Regulatory Boards Stuck In Political Debate

The futures of 19 governing bodies are on hold while lawmakers debate changes to how members on those commissions are chosen.

State boards regulating everything from auctioneers to K-12 educators are caught in a debate over how people are chosen to serve on those bodies.

Nineteen governing bodies, including the state Board of Education, are now set to “wind down” beginning next month, and could dissolve by July 1, 2011 if the Legislature fails to reach an agreement.

They run the gamut from the state Election Commission and Department of Education to the Air Pollution Control Board and Alcohol Beverage Commission.

All state boards, departments and commissions have a sunset date. As that day approaches, legislators review the governmental bodies and decide whether to extend their existence, or let them fade away.

The issue holding up this year’s batch boils down to whether the governor — or other leaders choosing board members — should be required to pull a candidate from a recommended list of applicants, or be able to pick appointees freely. If the issues aren’t resolved, said Senate Government Operations Committee Chairman Sen. Bo Watson, “these boards will go away.”

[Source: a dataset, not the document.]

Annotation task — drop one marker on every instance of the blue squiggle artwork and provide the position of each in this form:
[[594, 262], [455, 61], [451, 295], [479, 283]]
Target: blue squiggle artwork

Some say top officials should maintain the current practice of appointing some members to boards and commissions from a recommended list of candidates suggested by professional associations such as the Chamber of Commerce, Tennessee Association of Nurses or other organizations relevant to the subject of the committee.

Supporters of the system say it ensures candidates have a genuine expertise in the field and are respected among their peers — instead of letting the governor decide by himself who is the best for the job, said Rep. Susan Lynn, who chairs the House Government Operations Committee.

“This is their government. It’s not the governor’s government. It’s the people’s government,” she said, adding that that the practice deters “strictly political appointments.”

A nominee who has the blessing of a professional association would generally have more experience than someone appointed to the board because they contributed to a politician’s campaign, Lynn said.

Anyone appointed to a committee must be committed, she added, saying they take up complex issues, work long hours and make decisions that can often mean the end of someones career.

“The government literally owns the title to what you do and you cannot work unless you take the test and pay the fee and get licensed by them,” said Lynn, often a vocal opponent to many occupational license requirements. “And then the government, say a board or commission, made up of political appointees can apply laws and rules to you that these political appointees make up. And then they also judge you and then enforce discipline on you and they can even take away your ability to work by taking away your license.”

But other lawmakers — mainly Senate Republicans — say a professional association doesn’t represent all experts in a given field. Individuals who chose not to associate or pay dues for a certain group have no chance of earning an appointment to a state board or commission, said Watson.

Professional associations “should not control the process. They should have no greater standing than any citizen does,” he said. “We believe government should be open for all Tennesseans.”

To guard against political appointments, all selected board members should be held to a specific set of standards, Watson added.

“If you define the qualifications, then a governor, a lieutenant governor or a speaker of the House cannot pick their friends,” he said. “Furthermore, it’s patronage either way. (If) the Chamber of Commerce picks the person they like, who’s to say they’re not practicing patronage,” said Watson.

Legislators in both chambers had the option to renew the sunset dates for various control boards, but the measures were usually held up by the Senate. Those government bodies include: the Air pollution Control Board, Alcoholic Beverage Commission, Board of Dietitian/Nutritionist Examiners, Board of Examiners for Architects and Engineers, Board of Examiners for Nursing Home Administrators, Board of Nursing, Board of Pharmacy, Committee for Clinical Perfusionists, Council for Hearing Instrument Specialists, Council on Children’s Mental Health Care, Department of Education, Emergency Medical Services Board, Real Estate Appraiser Commission, Real Estate Commission, State Board of Education, State Election Commission, Tennessee Auctioneer Commission, Tennessee Medical Examiner Advisory Council and Tennessee Medical Laboratory Board.